One of those features is the ability to de-reference a “raw pointer”. This code does compile:
fn main() {
let mut x = 5;
let y = &x as *const i32;
let z = &mut x as *mut i32;
unsafe {
println!("y: {} z: {}", *y, *z);
}
}
y
and z
here have the types *const i32
and *mut i32
, both kinds of raw pointers. In order to print y
and z
, we must de-reference them, which means that we need an unsafe block.
Incidentally, this code is safe. Raw pointers are allowed to alias. And we have no &T or &mut Ts here. So we’re good.
Why does this matter? Well, a lot of people think that as soon as you drop into unsafe
, you’re missing the point of Rust, and that you lose all of its guarantees. It’s true that you have to do a lot more work when writing unsafe, since you don’t have the compiler helping you in certain situations, but that’s only for the unsafe constructs.
For example, let’s look at Rust’s standard library, and the [LinkedList<T>](https://doc.rust-lang.org/stable/std/collections/linked_list/struct.LinkedList.html)
that it contains. It looks like this:
pub struct LinkedList<T> {
head: Option<NonNull<Node<T>>>,
tail: Option<NonNull<Node<T>>>,
len: usize,
marker: PhantomData<Box<Node<T>>>,
}
I’m not gonna go into too much detail here, but it has a head pointer, a tail pointer, a length. [NonNull<T>](https://doc.rust-lang.org/stable/std/ptr/struct.NonNull.html)
is like *mut T
, but asserts that it will never be null. This means that we can combine it with Option<T>
, and the option will use the null
case for None
:
fn main() {
println!("{}", std::mem::size_of::<*mut i32>());
println!("{}", std::mem::size_of::<Option<std::ptr::NonNull<i32>>>());
}
prints this on my system:
8
8
This optimization is guaranteed due to guarantees on both Option<T>
and NonNull<T>
.
So now, we have a sort of hybrid construct: Option<T>
is safe, and so we can do some operations entirely in safe code. Rust is now forcing us to handle the null checks, even though we have zero runtime overhead in representation.
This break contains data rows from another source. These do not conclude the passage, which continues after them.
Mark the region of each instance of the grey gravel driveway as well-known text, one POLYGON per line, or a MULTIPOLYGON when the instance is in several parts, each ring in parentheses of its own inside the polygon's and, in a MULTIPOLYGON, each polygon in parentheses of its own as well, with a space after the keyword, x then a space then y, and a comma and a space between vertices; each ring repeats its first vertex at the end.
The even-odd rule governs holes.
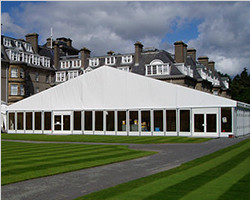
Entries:
POLYGON ((127 145, 131 149, 158 151, 159 153, 105 166, 8 184, 1 188, 2 200, 71 200, 177 167, 184 162, 213 153, 248 137, 218 138, 199 144, 119 144, 127 145))

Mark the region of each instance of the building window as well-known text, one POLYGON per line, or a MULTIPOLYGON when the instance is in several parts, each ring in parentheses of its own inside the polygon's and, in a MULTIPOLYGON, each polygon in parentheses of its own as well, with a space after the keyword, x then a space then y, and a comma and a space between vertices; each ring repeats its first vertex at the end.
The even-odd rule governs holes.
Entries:
POLYGON ((11 68, 10 77, 11 78, 17 78, 18 77, 18 69, 16 67, 11 68))
POLYGON ((127 71, 127 72, 130 71, 129 67, 118 67, 118 69, 120 69, 122 71, 127 71))
POLYGON ((15 44, 16 44, 16 47, 17 47, 18 49, 22 49, 22 43, 21 43, 21 42, 15 41, 15 44))
POLYGON ((169 68, 168 63, 163 63, 161 60, 153 60, 149 65, 146 65, 146 76, 169 74, 169 68))
POLYGON ((90 67, 97 67, 99 65, 99 58, 91 58, 89 59, 90 67))
POLYGON ((18 85, 17 84, 10 85, 10 95, 18 95, 18 85))
POLYGON ((23 68, 20 68, 20 78, 25 78, 23 68))
POLYGON ((115 64, 115 57, 111 56, 111 57, 105 58, 105 64, 106 65, 114 65, 115 64))
POLYGON ((20 85, 20 95, 24 96, 24 85, 20 85))
POLYGON ((11 47, 11 41, 8 38, 3 38, 3 45, 6 47, 11 47))
POLYGON ((132 55, 122 56, 122 63, 127 64, 127 63, 132 63, 132 61, 133 61, 132 55))
POLYGON ((36 72, 36 74, 35 74, 35 81, 36 81, 36 82, 39 81, 39 73, 38 73, 38 72, 36 72))

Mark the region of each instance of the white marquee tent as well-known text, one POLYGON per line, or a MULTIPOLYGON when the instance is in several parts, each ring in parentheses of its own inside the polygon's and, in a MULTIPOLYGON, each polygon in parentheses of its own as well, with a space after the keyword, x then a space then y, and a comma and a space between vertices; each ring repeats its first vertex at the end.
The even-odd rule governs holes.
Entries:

I think a good example of how this plays out in practice is in the implementation of [append](https://doc.rust-lang.org/stable/std/collections/linked_list/struct.LinkedList.html#method.append)
, which takes two LinkedList<T>
s and appends the contents of one to the end of the other:
pub fn append(&mut self, other: &mut Self) {
match self.tail {
None => mem::swap(self, other),
Some(mut tail) => {
if let Some(mut other_head) = other.head.take() {
unsafe {
tail.as_mut().next = Some(other_head);
other_head.as_mut().prev = Some(tail);
}
self.tail = other.tail.take();
self.len += mem::replace(&mut other.len, 0);
}
}
}
}
Here’s some comments to help understand what’s going on:
pub fn append(&mut self, other: &mut Self) {
// do we have a tail?
match self.tail {
// If we don't, then we have no elements, and so appending a
// list to this one means that that list is now this list.
None => mem::swap(self, other),
// If we do have a tail...
Some(mut tail) => {
// the first thing we do is, check if the other list has
// a head. if it does...
if let Some(mut other_head) = other.head.take() {
// we set our tail to point at their head, and we
// set their head to point at our tail.
unsafe {
tail.as_mut().next = Some(other_head);
other_head.as_mut().prev = Some(tail);
}
// We set our tail to their tail
self.tail = other.tail.take();
// finally, we add their length to our length, and
// replace theirs with zero, because we took all
// their nodes!
self.len += mem::replace(&mut other.len, 0);
} // there's no else case for that if let; if they don't
// have a head, that list is empty and so there's
// nothing to do.
}
}
}
We only need unsafe
when mutating the next
of the tail
of the first list, and the prev
of the head
of the second list. And that’s even only in the case where the tail
exists in the first place. We can do things like “set our tail to their tail” in safe code, because we’re never de-referencing pointers. Safe Rust is helping us manage many, but not all, of our guarantees. We could move the unsafe
block to encompass the entire body of this function, and Rust would still make us check those Option<T>
s. It would still check that self
and other
are not aliased by &T
or &mut T
s in the body of the function.
unsafe
is a powerful tool, and should be used with care. But that doesn’t mean that you throw out many of the things that make Rust what it is.